Exact inference for a real-valued function of multinomial parameters
Source:R/xactonomial.R
xactonomial.Rd
We consider the k sample multinomial problem where we observe k vectors (possibly of different lengths), each representing an independent sample from a multinomial. For a given function psi which takes in the concatenated vector of multinomial probabilities and outputs a real number, we are interested in constructing a confidence interval for psi.
Usage
xactonomial(
psi,
data,
psi0 = NULL,
alternative = c("two.sided", "less", "greater"),
alpha = 0.05,
psi_limits,
maxit = 50,
chunksize = 500,
conf.int = TRUE,
psi_is_vectorized = FALSE
)
Arguments
- psi
Function that takes in a vector of parameters and outputs a real valued number
- data
A list with k elements representing the vectors of counts of a k-sample multinomial
- psi0
The null hypothesis value for the parameter being tested. A p value for a test of psi <= psi0 is computed. If NULL only a confidence interval is computed.
- alternative
a character string specifying the alternative hypothesis, must be one of "two.sided" (default), "greater" or "less"
- alpha
A 1 - alpha percent confidence interval will be computed
- psi_limits
A vector of length 2 giving the lower and upper limits of the range of \(\psi(\theta)\)
- maxit
Maximum number of iterations of the stochastic procedure
- chunksize
The number of samples taken from the parameter space at each iteration
- conf.int
Logical. If FALSE, no confidence interval is calculated, only the p-value.
- psi_is_vectorized
Logical. If TRUE, expect that psi can take a matrix as input, and return a vector of length the number of rows, computing the statistic for each row of the matrix. If possible, this will substantially speed up the computation. See examples.
Details
Let \(T_j\) be distributed
\(\mbox{Multinomial}_{d_j}(\boldsymbol{\theta}_j, n_j)\) for \(j = 1,
\ldots, k\) and denote \(\boldsymbol{T} = (T_1, \ldots, T_k)\) and
\(\boldsymbol{\theta} = (\theta_1, \ldots, \theta_k)\). The subscript
\(d_j\) denotes the dimension of the multinomial. Suppose one is interested
in the parameter \(\psi(\boldsymbol{\theta}) \in \Theta \subseteq
\mathbb{R}\). Given a sample of size \(n\) from \(\boldsymbol{T}\), one
can estimate \(\boldsymbol{\theta}\) with the sample proportions as
\(\hat{\boldsymbol{\theta}}\) and hence
\(\pi(\hat{\boldsymbol{\theta}})\). This function constructs a \(1 -
\alpha\) percent confidence interval for \(\psi(\boldsymbol{\theta})\) and
provides a function to calculate a p value for a test of the null hypothesis
\(H_0: \psi(\boldsymbol{\theta}) \neq \psi_0\) for the two sided case,
\(H_0: \psi(\boldsymbol{\theta}) \leq \psi_0\) for the case alternative = "greater"
, and
\(H_0: \psi(\boldsymbol{\theta}) \geq \psi_0\) for the case alternative = "less"
.
We make no assumptions and do not rely on large sample approximations.

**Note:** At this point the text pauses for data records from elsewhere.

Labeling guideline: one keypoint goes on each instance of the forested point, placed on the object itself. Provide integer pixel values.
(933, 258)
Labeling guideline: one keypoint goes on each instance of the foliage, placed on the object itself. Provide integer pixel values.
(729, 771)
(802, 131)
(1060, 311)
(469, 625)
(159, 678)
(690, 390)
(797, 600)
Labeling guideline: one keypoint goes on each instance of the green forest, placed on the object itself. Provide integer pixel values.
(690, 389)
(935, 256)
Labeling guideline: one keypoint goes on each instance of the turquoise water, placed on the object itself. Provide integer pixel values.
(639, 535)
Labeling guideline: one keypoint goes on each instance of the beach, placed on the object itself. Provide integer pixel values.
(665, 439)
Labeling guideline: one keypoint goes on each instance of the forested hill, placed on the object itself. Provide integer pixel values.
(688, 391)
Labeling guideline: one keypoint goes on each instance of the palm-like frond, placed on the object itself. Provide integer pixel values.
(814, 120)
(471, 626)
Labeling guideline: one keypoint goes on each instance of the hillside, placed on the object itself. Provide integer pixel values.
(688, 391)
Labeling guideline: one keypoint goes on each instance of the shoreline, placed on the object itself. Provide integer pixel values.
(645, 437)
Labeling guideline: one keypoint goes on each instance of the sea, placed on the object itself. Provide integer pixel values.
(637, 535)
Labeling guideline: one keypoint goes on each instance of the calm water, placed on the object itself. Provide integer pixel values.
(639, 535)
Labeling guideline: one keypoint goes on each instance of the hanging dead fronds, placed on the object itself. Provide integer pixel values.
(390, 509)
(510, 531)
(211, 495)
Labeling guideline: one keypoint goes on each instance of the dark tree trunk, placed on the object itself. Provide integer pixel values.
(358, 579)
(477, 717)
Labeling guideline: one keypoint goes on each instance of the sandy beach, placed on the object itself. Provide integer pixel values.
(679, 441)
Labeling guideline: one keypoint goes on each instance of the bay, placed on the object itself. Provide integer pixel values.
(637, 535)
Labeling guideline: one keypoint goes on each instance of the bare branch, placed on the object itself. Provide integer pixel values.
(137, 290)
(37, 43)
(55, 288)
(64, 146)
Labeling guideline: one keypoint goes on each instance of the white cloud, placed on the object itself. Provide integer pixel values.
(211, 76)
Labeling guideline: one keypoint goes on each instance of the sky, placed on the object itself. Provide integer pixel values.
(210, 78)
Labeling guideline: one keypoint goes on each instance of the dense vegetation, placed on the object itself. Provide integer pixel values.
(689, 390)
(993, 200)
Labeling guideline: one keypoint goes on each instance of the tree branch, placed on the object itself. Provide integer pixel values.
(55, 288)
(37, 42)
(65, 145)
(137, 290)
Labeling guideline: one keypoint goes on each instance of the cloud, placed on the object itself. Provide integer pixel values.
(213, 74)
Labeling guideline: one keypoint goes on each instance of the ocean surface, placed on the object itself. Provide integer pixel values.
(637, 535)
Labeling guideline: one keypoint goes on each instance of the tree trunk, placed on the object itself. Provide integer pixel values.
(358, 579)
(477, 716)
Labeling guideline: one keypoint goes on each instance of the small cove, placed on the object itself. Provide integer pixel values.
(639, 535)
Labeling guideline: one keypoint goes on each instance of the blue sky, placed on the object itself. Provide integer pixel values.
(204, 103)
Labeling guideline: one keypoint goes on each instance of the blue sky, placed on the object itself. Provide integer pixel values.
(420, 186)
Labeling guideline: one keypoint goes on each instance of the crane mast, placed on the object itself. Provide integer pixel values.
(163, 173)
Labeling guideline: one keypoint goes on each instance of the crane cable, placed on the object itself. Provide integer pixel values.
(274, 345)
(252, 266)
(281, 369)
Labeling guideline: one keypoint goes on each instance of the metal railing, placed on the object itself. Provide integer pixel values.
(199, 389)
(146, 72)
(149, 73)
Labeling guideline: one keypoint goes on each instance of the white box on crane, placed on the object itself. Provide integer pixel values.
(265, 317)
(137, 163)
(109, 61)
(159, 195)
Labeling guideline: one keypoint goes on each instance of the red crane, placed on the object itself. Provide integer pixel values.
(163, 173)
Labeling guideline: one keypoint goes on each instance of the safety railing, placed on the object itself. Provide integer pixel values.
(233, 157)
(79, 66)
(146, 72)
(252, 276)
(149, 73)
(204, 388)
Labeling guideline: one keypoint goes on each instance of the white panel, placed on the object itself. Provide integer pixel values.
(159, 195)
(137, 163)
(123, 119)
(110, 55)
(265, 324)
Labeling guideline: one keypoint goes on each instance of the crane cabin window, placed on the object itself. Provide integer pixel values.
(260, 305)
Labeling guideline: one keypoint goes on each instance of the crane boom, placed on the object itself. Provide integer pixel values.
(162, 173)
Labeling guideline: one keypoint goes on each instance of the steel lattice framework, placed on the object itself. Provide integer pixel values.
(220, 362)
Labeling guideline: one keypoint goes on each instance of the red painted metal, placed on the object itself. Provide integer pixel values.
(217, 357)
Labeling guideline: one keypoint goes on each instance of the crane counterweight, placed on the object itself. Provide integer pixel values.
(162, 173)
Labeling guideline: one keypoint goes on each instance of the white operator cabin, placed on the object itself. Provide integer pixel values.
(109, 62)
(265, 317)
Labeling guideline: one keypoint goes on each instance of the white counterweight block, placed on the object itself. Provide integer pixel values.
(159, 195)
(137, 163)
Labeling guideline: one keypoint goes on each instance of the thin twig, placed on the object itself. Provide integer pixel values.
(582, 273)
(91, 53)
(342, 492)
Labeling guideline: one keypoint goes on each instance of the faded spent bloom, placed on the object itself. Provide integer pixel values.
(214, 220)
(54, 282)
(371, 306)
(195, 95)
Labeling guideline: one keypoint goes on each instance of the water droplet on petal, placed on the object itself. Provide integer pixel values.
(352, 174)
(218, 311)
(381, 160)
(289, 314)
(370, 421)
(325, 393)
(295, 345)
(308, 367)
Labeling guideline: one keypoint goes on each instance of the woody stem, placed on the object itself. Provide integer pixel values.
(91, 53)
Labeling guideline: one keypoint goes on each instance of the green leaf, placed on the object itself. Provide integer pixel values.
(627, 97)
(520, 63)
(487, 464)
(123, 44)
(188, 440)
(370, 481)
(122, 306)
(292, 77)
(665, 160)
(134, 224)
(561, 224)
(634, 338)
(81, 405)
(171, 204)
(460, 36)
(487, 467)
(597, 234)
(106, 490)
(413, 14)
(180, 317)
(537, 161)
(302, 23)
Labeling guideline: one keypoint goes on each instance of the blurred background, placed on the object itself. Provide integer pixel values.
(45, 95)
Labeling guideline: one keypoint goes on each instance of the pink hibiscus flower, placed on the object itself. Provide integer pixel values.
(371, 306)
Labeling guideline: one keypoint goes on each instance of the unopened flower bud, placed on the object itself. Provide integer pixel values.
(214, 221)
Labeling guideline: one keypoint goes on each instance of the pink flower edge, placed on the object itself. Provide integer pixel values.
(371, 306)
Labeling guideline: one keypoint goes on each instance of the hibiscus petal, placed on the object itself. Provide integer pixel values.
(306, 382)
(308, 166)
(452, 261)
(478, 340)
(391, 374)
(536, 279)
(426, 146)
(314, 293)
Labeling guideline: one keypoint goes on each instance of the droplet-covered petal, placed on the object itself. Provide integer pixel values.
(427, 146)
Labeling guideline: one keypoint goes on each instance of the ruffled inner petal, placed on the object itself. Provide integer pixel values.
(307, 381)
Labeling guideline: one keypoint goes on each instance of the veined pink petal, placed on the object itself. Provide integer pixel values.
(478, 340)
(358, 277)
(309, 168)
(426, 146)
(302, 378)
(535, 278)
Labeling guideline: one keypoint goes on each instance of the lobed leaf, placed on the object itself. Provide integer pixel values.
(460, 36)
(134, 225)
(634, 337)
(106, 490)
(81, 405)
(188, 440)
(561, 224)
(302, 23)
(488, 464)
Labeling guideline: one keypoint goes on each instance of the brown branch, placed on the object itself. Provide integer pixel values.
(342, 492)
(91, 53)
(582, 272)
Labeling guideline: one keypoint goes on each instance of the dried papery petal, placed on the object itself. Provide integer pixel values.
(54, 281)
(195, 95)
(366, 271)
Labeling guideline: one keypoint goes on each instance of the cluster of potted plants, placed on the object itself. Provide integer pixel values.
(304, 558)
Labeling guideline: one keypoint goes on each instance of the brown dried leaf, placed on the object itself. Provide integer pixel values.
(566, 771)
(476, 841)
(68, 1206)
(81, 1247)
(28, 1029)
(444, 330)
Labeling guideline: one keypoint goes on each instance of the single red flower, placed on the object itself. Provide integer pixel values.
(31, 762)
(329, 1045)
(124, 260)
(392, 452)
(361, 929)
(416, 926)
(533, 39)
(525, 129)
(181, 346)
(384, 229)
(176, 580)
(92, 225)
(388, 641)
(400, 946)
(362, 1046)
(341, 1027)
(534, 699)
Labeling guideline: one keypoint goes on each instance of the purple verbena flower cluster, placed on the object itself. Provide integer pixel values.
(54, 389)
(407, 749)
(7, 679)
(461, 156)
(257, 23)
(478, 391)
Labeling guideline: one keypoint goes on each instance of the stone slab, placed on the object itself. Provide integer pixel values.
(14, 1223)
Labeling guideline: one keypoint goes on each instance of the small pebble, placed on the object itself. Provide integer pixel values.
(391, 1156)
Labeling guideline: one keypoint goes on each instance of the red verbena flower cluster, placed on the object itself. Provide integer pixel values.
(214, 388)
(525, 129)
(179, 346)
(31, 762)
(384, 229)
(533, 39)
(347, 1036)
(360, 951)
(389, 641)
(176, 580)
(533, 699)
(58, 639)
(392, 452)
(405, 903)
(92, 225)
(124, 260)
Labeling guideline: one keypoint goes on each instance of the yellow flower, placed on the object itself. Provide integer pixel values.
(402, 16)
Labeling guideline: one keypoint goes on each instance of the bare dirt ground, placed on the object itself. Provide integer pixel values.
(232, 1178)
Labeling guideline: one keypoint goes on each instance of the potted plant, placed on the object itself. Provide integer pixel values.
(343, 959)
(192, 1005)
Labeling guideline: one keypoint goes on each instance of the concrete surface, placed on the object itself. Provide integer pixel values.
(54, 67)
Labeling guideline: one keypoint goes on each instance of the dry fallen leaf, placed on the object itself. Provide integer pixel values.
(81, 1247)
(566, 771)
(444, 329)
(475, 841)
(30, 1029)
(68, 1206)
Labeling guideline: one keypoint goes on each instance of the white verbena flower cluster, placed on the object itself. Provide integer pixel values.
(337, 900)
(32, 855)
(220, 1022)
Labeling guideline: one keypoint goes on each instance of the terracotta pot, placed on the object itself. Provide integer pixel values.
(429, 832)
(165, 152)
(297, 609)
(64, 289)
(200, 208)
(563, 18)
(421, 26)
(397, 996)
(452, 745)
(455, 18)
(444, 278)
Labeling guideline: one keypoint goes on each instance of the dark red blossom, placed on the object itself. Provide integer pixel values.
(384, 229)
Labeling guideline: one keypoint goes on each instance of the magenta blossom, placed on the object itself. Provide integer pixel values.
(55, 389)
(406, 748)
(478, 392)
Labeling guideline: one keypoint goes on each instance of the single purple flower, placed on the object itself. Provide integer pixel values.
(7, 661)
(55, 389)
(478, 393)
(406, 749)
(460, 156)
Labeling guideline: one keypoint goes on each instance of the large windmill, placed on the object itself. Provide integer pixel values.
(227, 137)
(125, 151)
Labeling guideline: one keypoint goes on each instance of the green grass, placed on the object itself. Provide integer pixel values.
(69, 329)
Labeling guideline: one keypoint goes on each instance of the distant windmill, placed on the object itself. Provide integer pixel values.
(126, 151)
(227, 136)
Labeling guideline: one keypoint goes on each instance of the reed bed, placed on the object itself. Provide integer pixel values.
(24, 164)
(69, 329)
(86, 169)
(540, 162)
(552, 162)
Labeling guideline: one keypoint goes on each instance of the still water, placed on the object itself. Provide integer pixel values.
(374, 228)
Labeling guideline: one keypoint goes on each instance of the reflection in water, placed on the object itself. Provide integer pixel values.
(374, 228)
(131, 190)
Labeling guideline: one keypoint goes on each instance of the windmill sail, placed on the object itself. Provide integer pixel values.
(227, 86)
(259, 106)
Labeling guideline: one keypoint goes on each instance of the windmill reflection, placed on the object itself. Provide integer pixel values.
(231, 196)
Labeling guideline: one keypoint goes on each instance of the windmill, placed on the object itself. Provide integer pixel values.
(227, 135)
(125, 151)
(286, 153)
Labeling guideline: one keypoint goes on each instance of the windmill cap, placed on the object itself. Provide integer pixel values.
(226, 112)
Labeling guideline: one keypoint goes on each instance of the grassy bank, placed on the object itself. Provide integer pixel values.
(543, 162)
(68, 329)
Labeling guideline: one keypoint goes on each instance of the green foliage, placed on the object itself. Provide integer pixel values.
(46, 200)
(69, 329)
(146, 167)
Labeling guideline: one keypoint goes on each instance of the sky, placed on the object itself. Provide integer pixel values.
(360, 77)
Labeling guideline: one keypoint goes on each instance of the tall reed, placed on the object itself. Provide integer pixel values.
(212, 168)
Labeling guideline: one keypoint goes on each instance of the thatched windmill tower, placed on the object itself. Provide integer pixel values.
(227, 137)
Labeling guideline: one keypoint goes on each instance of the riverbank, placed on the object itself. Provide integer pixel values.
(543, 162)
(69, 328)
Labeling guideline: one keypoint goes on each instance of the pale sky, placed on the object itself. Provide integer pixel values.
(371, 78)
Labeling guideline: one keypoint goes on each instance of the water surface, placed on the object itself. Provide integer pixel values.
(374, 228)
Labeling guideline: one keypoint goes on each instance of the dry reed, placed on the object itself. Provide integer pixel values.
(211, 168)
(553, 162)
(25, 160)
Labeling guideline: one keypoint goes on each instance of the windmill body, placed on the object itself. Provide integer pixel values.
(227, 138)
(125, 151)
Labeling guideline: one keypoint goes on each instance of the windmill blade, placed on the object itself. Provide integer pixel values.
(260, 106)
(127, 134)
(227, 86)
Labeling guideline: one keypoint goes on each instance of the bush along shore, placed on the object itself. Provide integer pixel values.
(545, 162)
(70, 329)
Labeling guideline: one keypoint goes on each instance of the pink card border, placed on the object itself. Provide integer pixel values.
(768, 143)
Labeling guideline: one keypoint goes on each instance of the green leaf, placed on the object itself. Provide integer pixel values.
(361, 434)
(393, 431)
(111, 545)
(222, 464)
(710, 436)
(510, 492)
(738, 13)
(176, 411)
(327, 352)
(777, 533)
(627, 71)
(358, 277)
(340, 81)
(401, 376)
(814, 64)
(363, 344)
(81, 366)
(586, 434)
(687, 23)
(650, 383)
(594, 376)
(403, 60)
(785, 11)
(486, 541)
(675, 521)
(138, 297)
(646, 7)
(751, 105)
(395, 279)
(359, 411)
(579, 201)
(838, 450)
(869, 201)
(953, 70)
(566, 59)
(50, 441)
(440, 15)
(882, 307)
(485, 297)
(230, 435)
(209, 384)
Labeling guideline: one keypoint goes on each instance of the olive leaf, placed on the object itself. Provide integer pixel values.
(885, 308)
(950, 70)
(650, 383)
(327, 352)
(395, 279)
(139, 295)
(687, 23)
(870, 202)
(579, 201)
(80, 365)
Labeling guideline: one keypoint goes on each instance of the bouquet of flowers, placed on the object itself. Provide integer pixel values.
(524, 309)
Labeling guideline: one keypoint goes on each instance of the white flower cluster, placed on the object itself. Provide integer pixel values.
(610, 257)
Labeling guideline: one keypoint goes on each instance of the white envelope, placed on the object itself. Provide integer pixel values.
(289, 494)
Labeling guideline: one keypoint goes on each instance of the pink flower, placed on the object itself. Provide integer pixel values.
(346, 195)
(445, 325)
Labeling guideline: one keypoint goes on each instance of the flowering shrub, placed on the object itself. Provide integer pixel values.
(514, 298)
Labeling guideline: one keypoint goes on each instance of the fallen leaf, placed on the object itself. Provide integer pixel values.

The computation is somewhat involved so it is best for small sample sizes.
Examples
psi_ba <- function(theta) {
theta1 <- theta[1:4]
theta2 <- theta[5:8]
sum(sqrt(theta1 * theta2))
}
data <- list(T1 = c(2,1,2,1), T2 = c(0,1,3,3))
xactonomial(psi_ba, data, psi_limits = c(0, 1), maxit = 5, chunksize = 20)
#> $estimate
#> [1] 0.7995291
#>
#> $conf.int
#> [1] 0.5975000 0.9970571
#>
#> $p.value
#> [1] NA
#>
psi_ba_v <- function(theta) {
theta1 <- theta[,1:4, drop = FALSE]
theta2 <- theta[,5:8, drop = FALSE]
rowSums(sqrt(theta1 * theta2))
}
data <- list(T1 = c(2,1,2,1), T2 = c(0,1,3,3))
xactonomial(psi_ba_v, data, psi_limits = c(0, 1), maxit = 5, chunksize = 20, psi_is_vectorized = TRUE)
#> $estimate
#> [1] 0.7995291
#>
#> $conf.int
#> [1] 0.6225000 0.9922135
#>
#> $p.value
#> [1] NA
#>